Black female athletes: Having Black female coach is crucial

Black female athletes: Having Black female coach is crucial

South Carolina senior guard Brea Beal knew she could trust Dawn Staley before she even suited up for the Gamecocks.

It wasn’t just Staley’s coaching accolades, which include fueling South Carolina’s meteoric rise in women’s basketball, that sold Beal. Beal knew that Staley — a Black woman like her — would best understand how to guide her as she navigated both life and playing basketball on a big stage.

“People that were telling me what this community was about, I know it’s somewhere I wanted to be,” Beal said. “As soon as I got here, she definitely led me down a journey so I could find out who I am.”

Black female representation in the coaching and sports administrative ranks has existed on a minute scale — even in a sport like basketball, which along with track and field has the highest concentration of Black female college athletes. Black female players who have been coached by a Black woman told The Associated Press that it was crucial to their development.

While the number of women coaching women’s sports has increased in the past decade, Black women continue to lag behind most other groups. During the 2021-22 school year, 399 Black women coached women’s NCAA sports teams in Divisions I, II and III, compared with 3,760 white women and 5,236 white men.

In women’s NCAA basketball, a sport made up of 30% Black athletes, Black women made up 12% of head coaches across all divisions during the 2021-22 season, according to the NCAA’s demographics database.

Fourteen Black women led women’s basketball teams across 65 Power Five programs this past season — up one from 2021. That’s less than 22% of the total in a sport that was played by more Black athletes (40.7%) than any other race in Division I, according to a report with data from the 2020-21 season.

For the first time in a decade, four Black coaches advanced to the Sweet 16 of the women’s basketball tournament, including Staley, who said she believes it’s more popular to hire a woman at “this stage of the game.”

For years Staley has been an advocate for hiring more female coaches — especially minorities — in college basketball, but WNBA player Angel McCoughtry said Black female coaches as successful as Staley are still too few and far between in the sport.

“When I was getting recruited in high school, I don’t remember having a Dawn Staley to look up to,” said McCoughtry, who played at Louisville from 2005-09.

“So there’s one or two every decade,” McCoughtry said. “Why can’t we have 10? There’s 10 Caucasian coaches every decade.”

McCoughtry, a former No. 1 overall pick by the WNBA’s Atlanta Dream, got used to being around people who didn’t look like or understand her. She is Black. Her AAU and high school coaches were Black men. Her college coaches were white men. Marynell Meadors, a white woman, was her first coach in Atlanta.

She has fielded frustrating questions from white peers, coaches and owners — like how often she washes her hair, or whether her passionate play was because she was from Baltimore.

“There’s just a disconnect in understanding things,” the 36-year-old said, adding: “We need more coaches to protect us.”

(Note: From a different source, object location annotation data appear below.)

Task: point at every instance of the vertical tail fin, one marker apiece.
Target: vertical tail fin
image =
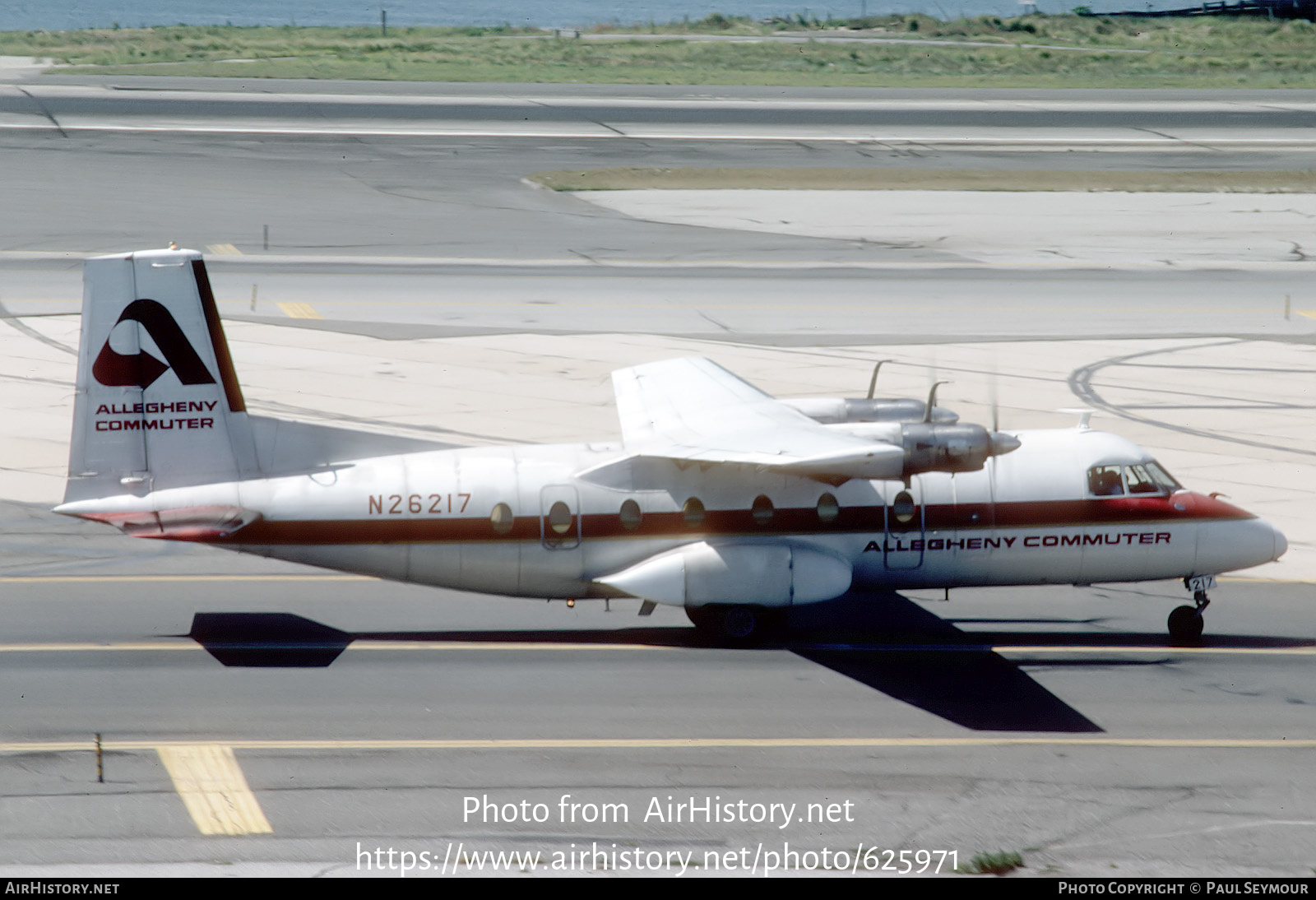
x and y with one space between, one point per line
158 404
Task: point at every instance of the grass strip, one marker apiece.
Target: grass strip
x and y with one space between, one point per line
912 50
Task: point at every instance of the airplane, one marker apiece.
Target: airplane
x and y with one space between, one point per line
719 498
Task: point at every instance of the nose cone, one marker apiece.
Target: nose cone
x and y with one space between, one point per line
1224 546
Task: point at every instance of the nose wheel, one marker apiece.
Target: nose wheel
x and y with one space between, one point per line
1186 623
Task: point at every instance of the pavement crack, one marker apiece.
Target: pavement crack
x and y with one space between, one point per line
45 112
33 333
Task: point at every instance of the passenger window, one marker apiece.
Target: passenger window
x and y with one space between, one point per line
1105 480
828 508
631 515
502 518
559 517
1138 480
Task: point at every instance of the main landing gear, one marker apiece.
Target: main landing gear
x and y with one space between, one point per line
736 624
1186 623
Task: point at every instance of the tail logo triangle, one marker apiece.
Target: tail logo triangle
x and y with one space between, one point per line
114 369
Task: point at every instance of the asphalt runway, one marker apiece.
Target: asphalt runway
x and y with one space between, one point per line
1053 721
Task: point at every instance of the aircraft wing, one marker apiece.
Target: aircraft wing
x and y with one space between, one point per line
694 410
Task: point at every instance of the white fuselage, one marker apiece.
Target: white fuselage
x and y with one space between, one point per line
1028 517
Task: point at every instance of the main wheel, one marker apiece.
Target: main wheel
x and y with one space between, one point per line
736 625
1184 624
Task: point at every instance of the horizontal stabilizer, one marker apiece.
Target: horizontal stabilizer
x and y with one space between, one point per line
693 410
188 524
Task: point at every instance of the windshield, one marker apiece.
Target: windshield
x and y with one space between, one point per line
1140 478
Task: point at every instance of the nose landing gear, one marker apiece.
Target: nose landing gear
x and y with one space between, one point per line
1186 623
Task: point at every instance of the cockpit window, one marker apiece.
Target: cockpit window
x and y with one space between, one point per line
1138 480
1142 478
1105 480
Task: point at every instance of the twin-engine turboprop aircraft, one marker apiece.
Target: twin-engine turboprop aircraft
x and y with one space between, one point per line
719 498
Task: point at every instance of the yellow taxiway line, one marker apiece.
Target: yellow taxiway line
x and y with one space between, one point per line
214 788
299 311
673 744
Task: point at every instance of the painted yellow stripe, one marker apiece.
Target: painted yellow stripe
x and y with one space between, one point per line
299 311
208 779
673 744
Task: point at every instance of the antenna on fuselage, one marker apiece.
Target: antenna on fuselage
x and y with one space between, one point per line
873 382
932 401
1085 416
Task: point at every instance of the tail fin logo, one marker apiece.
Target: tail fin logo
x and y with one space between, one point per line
141 369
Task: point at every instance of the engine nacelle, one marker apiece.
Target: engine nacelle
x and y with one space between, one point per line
936 448
839 411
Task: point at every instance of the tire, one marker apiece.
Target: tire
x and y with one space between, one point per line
736 624
1184 625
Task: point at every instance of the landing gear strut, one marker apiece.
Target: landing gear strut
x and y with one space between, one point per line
1186 623
736 625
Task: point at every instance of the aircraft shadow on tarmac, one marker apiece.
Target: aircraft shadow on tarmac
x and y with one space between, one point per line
881 640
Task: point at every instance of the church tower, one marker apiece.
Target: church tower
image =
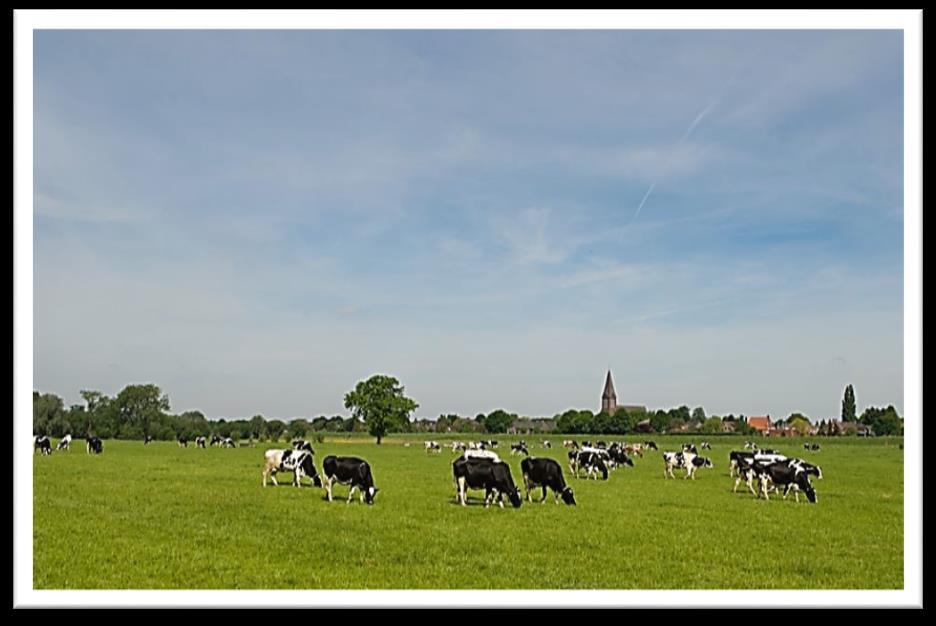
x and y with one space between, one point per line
608 397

She also leaned on Tim Eaton, a Black assistant coach who she said advocated for her in her freshman year, when then-coach Tom Collen wanted to send her back to Baltimore because she was late to one of her first practices. Similarly, McCoughtry said, she felt she had less room to make mistakes than white teammates. When she questioned a coach, she was labeled a troublemaker; when she got fired up about a play, she was told she had a bad attitude.

“We just never had any inch to be human, like our Caucasian counterparts,” she said, adding: “But who understands that? Our Black coaches. Because they went through everything we went through. They have a story, too.”

Part of the reason for the lack of Black female coaches is because of who ultimately holds the power to hire, Barnes said. That’s often athletic directors, a level where there is an even greater lack of diversity — 224 of 350 in Division I are white men. Plus, she added, there are changing requirements for what it takes to get leadership opportunities.

Barnes played high school basketball in her hometown of Minden, Louisiana, where she had an assistant coach who was a Black woman; Barnes still refers to her as “Coach Smith.”

“For her, it wasn’t just about basketball. It was about who I was as a young lady,” Barnes recalled, adding, “I would say it’s similar with a young woman wanting to talk to a mom about womanly things. It’s not that a man couldn’t do it, but I wouldn’t feel as comfortable talking to either my dad or any other man about woman things.”

Priscilla Loomis, a 2016 Olympic high jumper who is Black, said she became a coach to provide kids that look like her the representation the sport has lacked. NCAA track and field numbers mirrored women’s basketball numbers in 2021-22: 5% of head coaches were Black women, while 19% of women’s NCAA track and field athletes are Black.

“They want so badly to feel seen and to feel loved and to be given guidance,” Loomis said. “And so that’s why I always say it’s important to get women of color, men of color to the starting line, because a lot of times we’re so many steps behind.”